On Thu Sep 22 20:13:56 2022 +0000, **** wrote:
Paul Gofman replied on the mailing list:
On 9/22/22 14:16, Stefan Rentsch (@restet) wrote: > On Thu Sep 22 12:12:12 2022 +0000, Piotr Caban wrote: >> I agree with Paul, it's not something we want to add. > You are right that it is not necessary to replace all stack buffers. In many cases the bounds are handled properly. > However, while fixing stack overflows in shell32/shlexec.c, I repeatedly used same malloc & strlen functions for manual length calculations, which is error-prone. Furthermore, the final string length can sometimes not be easily computed (e.g. `SHELL_ArgifyW`). > That is why I came to the conclusion that moving basic operations (i.e. string concat or string formatting) to helper functions would be the safest and most convenient approach. In performance-critical cases the container should be preallocated with the expected final size (where applicable) to avoid realloc overhead. If there is a common pattern in shell32 maybe it worth considering some helper functions specific to shell32 module? Again, it is unlikely beneficial to have a generic custom string container implementation, but maybe moving a repeated check / copy pattern into a helper function may be fine if looks good.

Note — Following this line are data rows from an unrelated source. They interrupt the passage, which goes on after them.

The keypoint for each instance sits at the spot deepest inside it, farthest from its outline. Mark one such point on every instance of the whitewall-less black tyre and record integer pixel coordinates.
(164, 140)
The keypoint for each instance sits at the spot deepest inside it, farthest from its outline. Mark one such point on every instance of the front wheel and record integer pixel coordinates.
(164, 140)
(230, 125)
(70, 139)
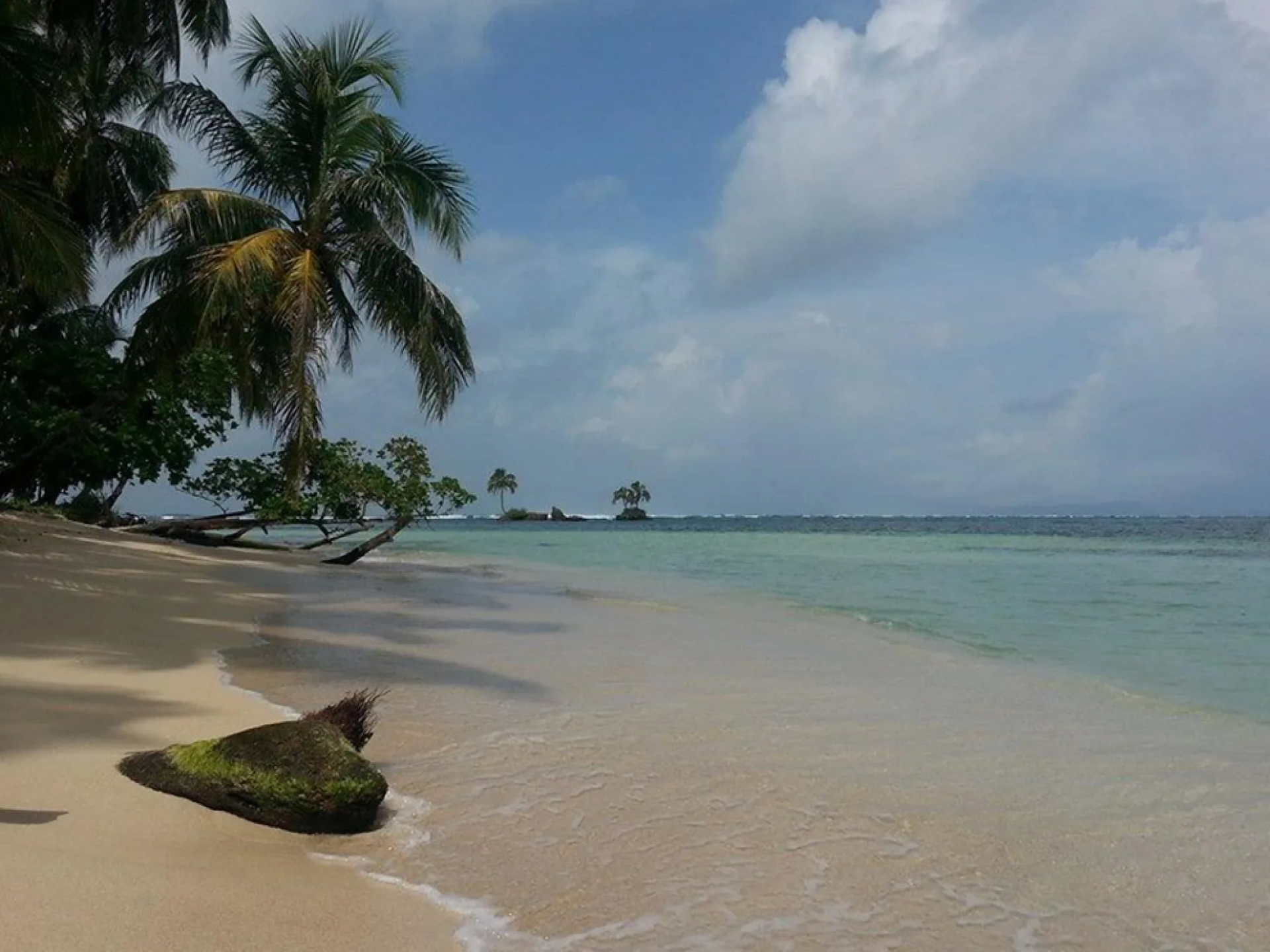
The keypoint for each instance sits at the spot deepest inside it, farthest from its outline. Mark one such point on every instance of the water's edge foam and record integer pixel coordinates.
(479, 922)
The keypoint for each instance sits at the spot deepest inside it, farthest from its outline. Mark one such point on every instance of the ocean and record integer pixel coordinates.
(810, 733)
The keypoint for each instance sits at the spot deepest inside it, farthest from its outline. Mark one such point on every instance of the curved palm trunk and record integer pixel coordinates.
(371, 543)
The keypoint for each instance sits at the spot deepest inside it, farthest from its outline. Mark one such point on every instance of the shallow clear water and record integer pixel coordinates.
(1176, 607)
(634, 739)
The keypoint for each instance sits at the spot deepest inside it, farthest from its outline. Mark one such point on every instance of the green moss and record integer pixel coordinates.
(300, 776)
(351, 789)
(205, 761)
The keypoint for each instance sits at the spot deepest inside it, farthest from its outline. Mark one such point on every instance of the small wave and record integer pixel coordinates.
(226, 677)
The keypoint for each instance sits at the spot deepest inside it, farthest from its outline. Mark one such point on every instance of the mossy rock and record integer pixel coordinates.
(300, 776)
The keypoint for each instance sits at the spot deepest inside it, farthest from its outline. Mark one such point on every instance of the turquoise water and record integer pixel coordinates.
(1174, 608)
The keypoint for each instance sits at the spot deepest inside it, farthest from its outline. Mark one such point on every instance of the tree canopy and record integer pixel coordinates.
(284, 270)
(632, 496)
(343, 485)
(501, 481)
(249, 291)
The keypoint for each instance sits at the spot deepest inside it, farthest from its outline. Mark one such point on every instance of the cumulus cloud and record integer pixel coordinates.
(875, 136)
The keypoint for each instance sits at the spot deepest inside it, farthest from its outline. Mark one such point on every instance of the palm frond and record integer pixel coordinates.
(40, 245)
(411, 311)
(201, 218)
(193, 111)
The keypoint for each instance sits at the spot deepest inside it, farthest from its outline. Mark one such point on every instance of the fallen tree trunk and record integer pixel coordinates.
(371, 543)
(204, 524)
(205, 539)
(331, 539)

What exactly makes a generic implementation *not* beneficial in long-term? Currently there are least the following places that use dynamic string containers in private helper functions:
* atl/registrar.c: https://gitlab.winehq.org/wine/wine/-/blob/wine-7.18/dlls/atl/registrar.c#L6... * jscript/json.c: https://gitlab.winehq.org/wine/wine/-/blob/wine-7.18/dlls/jscript/json.c#L36... * mshtml/range.c: https://gitlab.winehq.org/wine/wine/-/blob/wine-7.18/dlls/mshtml/range.c#L35... * ntdll/unix/env.c: https://gitlab.winehq.org/wine/wine/-/blob/wine-7.18/dlls/ntdll/unix/env.c#L... (dynamic string, no container) * vbscript/vbregexp.c: https://gitlab.winehq.org/wine/wine/-/blob/wine-7.18/dlls/vbscript/vbregexp.... * wineps.drv/type1.c: https://gitlab.winehq.org/wine/wine/-/blob/wine-7.18/dlls/wineps.drv/type1.c... * winex11.drv/clipboard.c: https://gitlab.winehq.org/wine/wine/-/blob/wine-7.18/dlls/winex11.drv/clipbo... (dynamic string, no container)
Each implementation seems to be written from scratch, introducing code duplication. I could copy & paste a few functions for shell32 to ensure safe concat and bounds checks, which however again introduces more code to maintain, if that's the preferred practice.
EDIT: I am open to suggestions. Please let me know if I can do something.